This is because the solution of $\alpha^3 -3 \alpha^2 + 1=0$ has three real roots.

Answer 2

The real solution of the cubic equation $$y^3-x\,y^2+x^3=0$$ is $$y=\frac{1}{3} \left(1-2 \cosh \left(\frac{1}{3} \cosh ^{-1}\left(\frac{25}{2}\right)\right)\right)\,x$$

Answer 3

You can factorise the expression $$ y^3-xy^2+x^3 $$ into a product of a linear and quadratic term: $$ y^3-xy^2+x^3=(y-m x)\big(y^2-(1-m)yx-m^{-1}x^2\big)\ , $$ where $\ m\ $ is the (unique) real root of the cubic polynomial $$ m^3-m^2+1\ , $$ the value of which is just the slope of the line Wolfram alpha returned in response to your request.

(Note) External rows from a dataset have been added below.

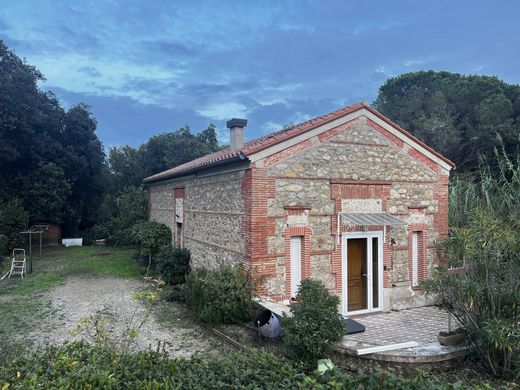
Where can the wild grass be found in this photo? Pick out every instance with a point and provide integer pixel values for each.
(57, 264)
(24, 302)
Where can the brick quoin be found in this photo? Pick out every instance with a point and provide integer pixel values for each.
(422, 260)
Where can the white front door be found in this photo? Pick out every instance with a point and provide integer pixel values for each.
(362, 272)
(296, 264)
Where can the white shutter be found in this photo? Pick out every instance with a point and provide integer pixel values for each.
(296, 264)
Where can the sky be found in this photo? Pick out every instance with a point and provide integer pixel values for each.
(147, 67)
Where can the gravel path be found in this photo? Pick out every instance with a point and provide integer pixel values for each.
(109, 299)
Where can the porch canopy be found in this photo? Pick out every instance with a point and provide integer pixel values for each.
(370, 219)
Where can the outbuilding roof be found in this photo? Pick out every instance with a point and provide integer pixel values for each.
(261, 143)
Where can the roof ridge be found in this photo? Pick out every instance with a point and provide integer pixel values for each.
(265, 141)
(249, 147)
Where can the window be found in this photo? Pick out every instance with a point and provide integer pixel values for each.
(418, 262)
(415, 259)
(178, 235)
(296, 264)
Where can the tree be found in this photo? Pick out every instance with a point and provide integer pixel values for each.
(167, 150)
(39, 139)
(484, 242)
(83, 164)
(13, 220)
(455, 114)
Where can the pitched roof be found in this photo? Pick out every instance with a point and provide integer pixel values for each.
(261, 143)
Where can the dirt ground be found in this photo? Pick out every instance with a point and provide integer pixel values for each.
(110, 300)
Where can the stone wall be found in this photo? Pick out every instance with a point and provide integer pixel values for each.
(213, 215)
(358, 152)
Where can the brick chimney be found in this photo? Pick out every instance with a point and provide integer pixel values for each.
(236, 133)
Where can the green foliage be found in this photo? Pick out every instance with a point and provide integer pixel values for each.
(485, 240)
(173, 263)
(151, 236)
(50, 158)
(79, 365)
(119, 213)
(455, 114)
(167, 150)
(13, 220)
(315, 323)
(220, 296)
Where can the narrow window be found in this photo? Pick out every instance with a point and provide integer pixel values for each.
(178, 235)
(415, 258)
(296, 264)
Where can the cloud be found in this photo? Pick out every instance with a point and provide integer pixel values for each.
(152, 66)
(223, 111)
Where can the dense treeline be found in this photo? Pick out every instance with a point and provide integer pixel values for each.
(53, 168)
(458, 115)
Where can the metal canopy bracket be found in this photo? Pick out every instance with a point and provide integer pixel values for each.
(369, 219)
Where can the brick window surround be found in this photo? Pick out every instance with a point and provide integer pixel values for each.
(305, 233)
(422, 260)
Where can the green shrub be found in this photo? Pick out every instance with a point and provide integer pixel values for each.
(315, 323)
(173, 263)
(82, 366)
(220, 296)
(149, 237)
(484, 242)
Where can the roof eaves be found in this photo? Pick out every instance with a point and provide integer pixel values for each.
(162, 176)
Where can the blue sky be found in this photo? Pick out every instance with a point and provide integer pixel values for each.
(147, 67)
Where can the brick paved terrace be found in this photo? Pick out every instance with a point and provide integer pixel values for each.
(420, 325)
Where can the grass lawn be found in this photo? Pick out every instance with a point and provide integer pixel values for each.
(24, 302)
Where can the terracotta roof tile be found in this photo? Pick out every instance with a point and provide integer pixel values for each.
(266, 141)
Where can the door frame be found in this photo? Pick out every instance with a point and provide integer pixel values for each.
(344, 271)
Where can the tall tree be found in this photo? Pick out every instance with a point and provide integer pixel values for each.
(50, 159)
(456, 114)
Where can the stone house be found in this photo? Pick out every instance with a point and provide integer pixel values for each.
(348, 198)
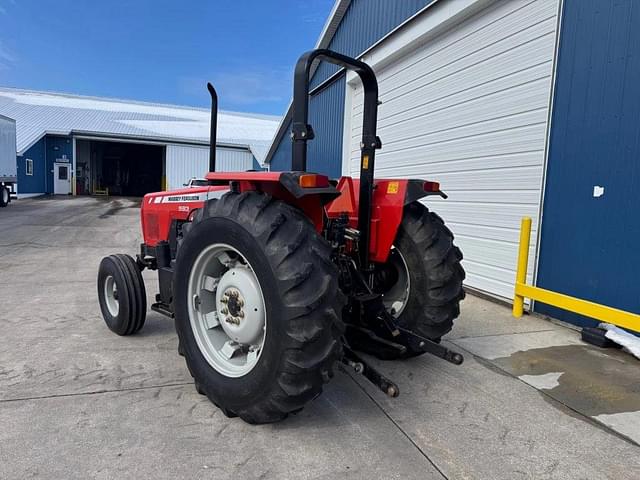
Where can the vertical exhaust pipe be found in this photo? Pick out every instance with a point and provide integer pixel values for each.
(214, 127)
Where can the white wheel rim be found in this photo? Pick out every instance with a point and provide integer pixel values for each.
(226, 310)
(396, 298)
(111, 296)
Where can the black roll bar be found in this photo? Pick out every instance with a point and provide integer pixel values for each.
(301, 131)
(213, 127)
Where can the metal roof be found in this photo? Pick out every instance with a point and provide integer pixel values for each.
(40, 113)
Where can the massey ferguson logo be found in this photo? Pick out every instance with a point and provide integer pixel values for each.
(183, 198)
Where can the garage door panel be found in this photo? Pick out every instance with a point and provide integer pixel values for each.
(517, 140)
(492, 78)
(459, 122)
(505, 216)
(515, 179)
(438, 84)
(473, 230)
(428, 168)
(513, 36)
(469, 109)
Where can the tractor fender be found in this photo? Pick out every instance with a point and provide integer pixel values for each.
(389, 199)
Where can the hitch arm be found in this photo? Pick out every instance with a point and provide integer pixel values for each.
(360, 366)
(426, 345)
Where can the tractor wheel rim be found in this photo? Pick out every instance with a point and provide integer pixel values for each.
(111, 296)
(226, 309)
(396, 298)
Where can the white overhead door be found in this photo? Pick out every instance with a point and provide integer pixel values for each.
(465, 91)
(186, 162)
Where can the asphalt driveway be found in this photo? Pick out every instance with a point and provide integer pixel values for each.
(77, 401)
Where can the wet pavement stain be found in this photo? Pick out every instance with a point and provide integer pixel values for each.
(588, 380)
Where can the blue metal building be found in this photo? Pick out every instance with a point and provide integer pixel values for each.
(518, 107)
(125, 146)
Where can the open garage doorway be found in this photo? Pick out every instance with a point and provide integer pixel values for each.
(118, 168)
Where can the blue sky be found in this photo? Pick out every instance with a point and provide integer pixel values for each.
(160, 50)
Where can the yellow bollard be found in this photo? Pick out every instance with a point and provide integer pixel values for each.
(523, 260)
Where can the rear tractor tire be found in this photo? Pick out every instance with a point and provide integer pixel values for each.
(121, 293)
(257, 306)
(425, 264)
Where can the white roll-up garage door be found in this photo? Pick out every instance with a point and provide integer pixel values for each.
(465, 90)
(185, 162)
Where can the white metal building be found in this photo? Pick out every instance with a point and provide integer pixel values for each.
(466, 89)
(126, 146)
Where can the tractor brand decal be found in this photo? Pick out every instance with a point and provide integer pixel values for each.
(188, 198)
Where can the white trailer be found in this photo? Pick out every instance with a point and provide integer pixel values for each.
(8, 174)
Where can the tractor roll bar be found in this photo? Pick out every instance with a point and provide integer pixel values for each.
(213, 128)
(301, 131)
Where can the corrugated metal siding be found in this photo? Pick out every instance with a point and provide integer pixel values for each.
(469, 109)
(33, 183)
(589, 246)
(58, 148)
(183, 162)
(39, 112)
(281, 159)
(326, 115)
(364, 23)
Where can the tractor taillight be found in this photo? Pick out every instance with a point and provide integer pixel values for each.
(431, 186)
(313, 181)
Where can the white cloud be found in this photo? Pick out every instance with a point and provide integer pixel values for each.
(239, 88)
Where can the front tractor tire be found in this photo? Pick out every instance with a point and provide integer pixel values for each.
(257, 306)
(121, 293)
(424, 265)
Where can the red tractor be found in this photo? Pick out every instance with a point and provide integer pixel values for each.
(273, 277)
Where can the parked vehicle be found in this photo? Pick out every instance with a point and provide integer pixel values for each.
(272, 277)
(8, 174)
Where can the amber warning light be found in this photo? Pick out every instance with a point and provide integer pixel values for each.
(313, 181)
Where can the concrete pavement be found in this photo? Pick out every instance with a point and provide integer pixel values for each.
(77, 401)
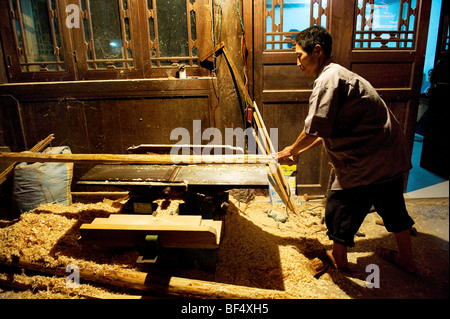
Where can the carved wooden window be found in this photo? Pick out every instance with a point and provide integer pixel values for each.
(106, 27)
(384, 24)
(285, 18)
(177, 43)
(103, 39)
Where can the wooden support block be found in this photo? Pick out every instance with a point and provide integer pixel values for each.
(174, 232)
(132, 219)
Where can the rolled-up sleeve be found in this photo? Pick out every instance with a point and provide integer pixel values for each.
(323, 105)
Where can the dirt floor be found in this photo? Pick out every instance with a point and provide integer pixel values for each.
(256, 251)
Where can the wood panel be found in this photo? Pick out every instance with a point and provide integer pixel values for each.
(105, 116)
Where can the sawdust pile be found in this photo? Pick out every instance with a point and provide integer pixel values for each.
(256, 250)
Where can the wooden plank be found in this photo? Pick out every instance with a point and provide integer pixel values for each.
(131, 219)
(275, 168)
(170, 236)
(135, 158)
(282, 185)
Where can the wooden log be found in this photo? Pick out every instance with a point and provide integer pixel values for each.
(135, 158)
(37, 148)
(174, 286)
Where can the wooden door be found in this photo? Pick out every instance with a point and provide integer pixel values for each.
(365, 40)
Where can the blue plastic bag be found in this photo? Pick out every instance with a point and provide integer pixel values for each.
(41, 183)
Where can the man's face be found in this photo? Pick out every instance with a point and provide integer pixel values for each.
(308, 63)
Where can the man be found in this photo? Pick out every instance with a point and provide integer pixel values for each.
(365, 144)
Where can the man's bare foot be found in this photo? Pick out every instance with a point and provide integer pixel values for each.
(332, 259)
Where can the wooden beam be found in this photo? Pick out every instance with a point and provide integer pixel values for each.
(176, 286)
(135, 158)
(280, 180)
(37, 148)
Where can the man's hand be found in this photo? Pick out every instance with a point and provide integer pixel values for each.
(286, 155)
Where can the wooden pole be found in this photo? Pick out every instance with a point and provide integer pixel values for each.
(135, 158)
(175, 286)
(37, 148)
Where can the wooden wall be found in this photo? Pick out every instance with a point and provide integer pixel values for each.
(110, 116)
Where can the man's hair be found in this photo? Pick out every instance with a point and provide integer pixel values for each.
(312, 36)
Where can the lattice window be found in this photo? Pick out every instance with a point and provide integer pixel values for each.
(385, 24)
(36, 35)
(285, 18)
(106, 30)
(173, 32)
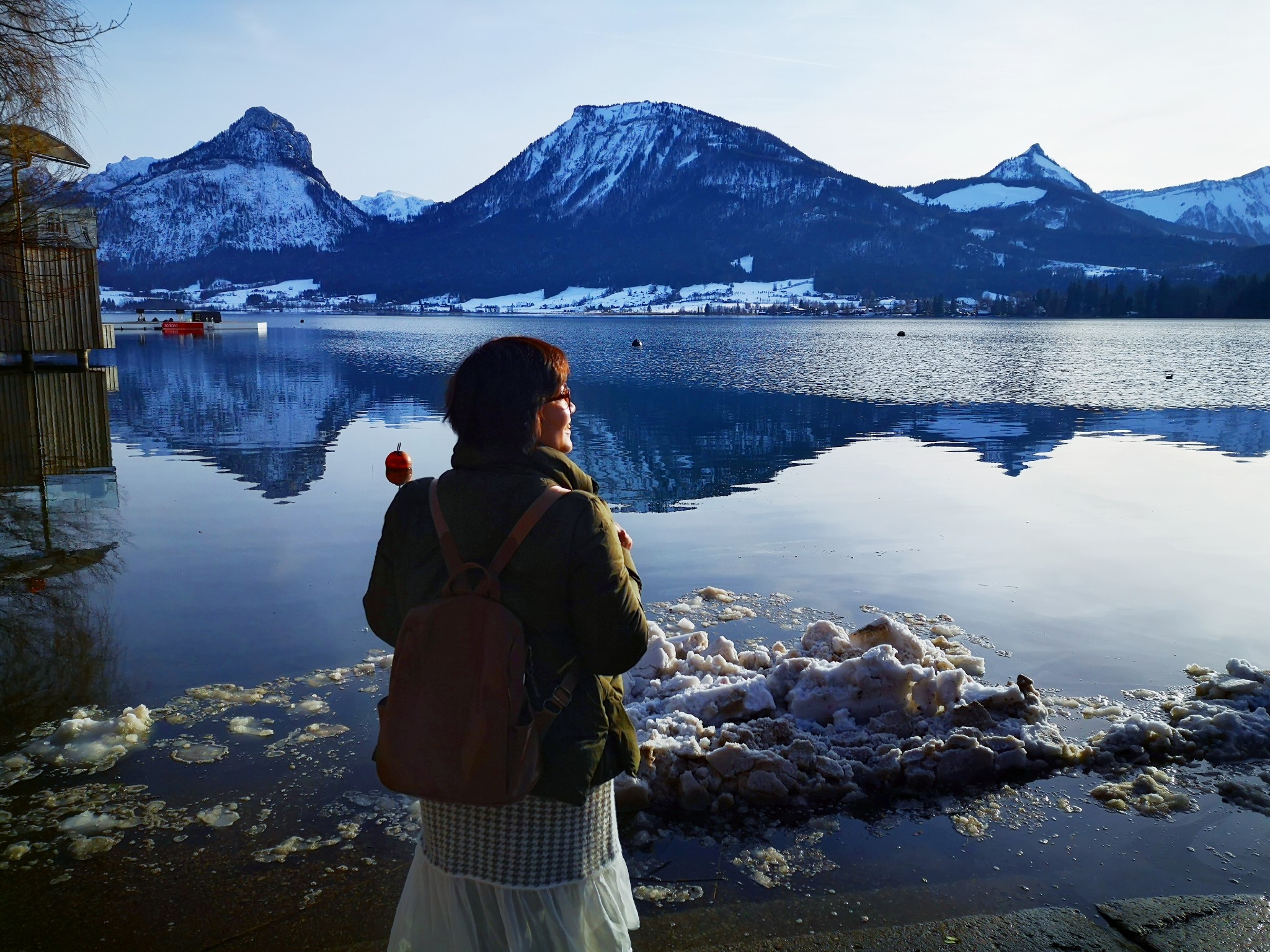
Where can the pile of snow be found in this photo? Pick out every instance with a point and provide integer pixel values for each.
(659, 299)
(394, 206)
(1223, 721)
(840, 716)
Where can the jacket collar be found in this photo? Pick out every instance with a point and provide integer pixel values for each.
(543, 461)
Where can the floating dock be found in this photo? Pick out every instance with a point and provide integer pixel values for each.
(197, 328)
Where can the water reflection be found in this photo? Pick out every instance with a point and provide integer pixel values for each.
(58, 545)
(270, 409)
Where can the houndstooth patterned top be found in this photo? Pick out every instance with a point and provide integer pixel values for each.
(533, 843)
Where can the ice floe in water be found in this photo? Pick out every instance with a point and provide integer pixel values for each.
(668, 892)
(220, 815)
(84, 742)
(187, 753)
(835, 718)
(1148, 794)
(1223, 720)
(251, 726)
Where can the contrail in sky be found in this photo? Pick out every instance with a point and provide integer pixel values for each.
(711, 50)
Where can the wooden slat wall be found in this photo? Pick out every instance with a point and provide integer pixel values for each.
(65, 299)
(71, 434)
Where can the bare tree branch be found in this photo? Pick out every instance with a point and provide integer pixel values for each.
(47, 59)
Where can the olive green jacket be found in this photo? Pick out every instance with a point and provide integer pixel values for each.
(571, 583)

You can write the quadratic factor as $$ y^2-(1-m)yx-m^{-1}x^2=\pmatrix{y&x}\pmatrix{1&-\frac{1-m}{2}\\-\frac{1-m}{2}&\frac{-1}{m}}\pmatrix{y\\x}\ . $$ The matrix $$ \pmatrix{1&-\frac{1-m}{2}\\-\frac{1-m}{2}&\frac{-1}{m}} $$ of this quadratic form has eigenvalues $\ \frac{m-1+\sqrt{2+m^2+m}}{2m}\ $ and $\ \frac{m-1-\sqrt{2+m^2+m}}{2m}\ $, both of which are positive. The matrix is therefore positive definite, and the quadratic form $\ y^2-(1-m)yx-m^{-1}x^2\ $ is strictly positive for all real $\ x\ $ and $\ y\ $ except $\ x=y=0\ $.

Thus, the only way the equation \begin{align} 0&=y^3-xy^2+x^3\\ &=(y-m x)\big(y^2-(1-m)yx-m^{-1}x^2\big) \end{align} can be satisfied is if $\ y=mx\ $.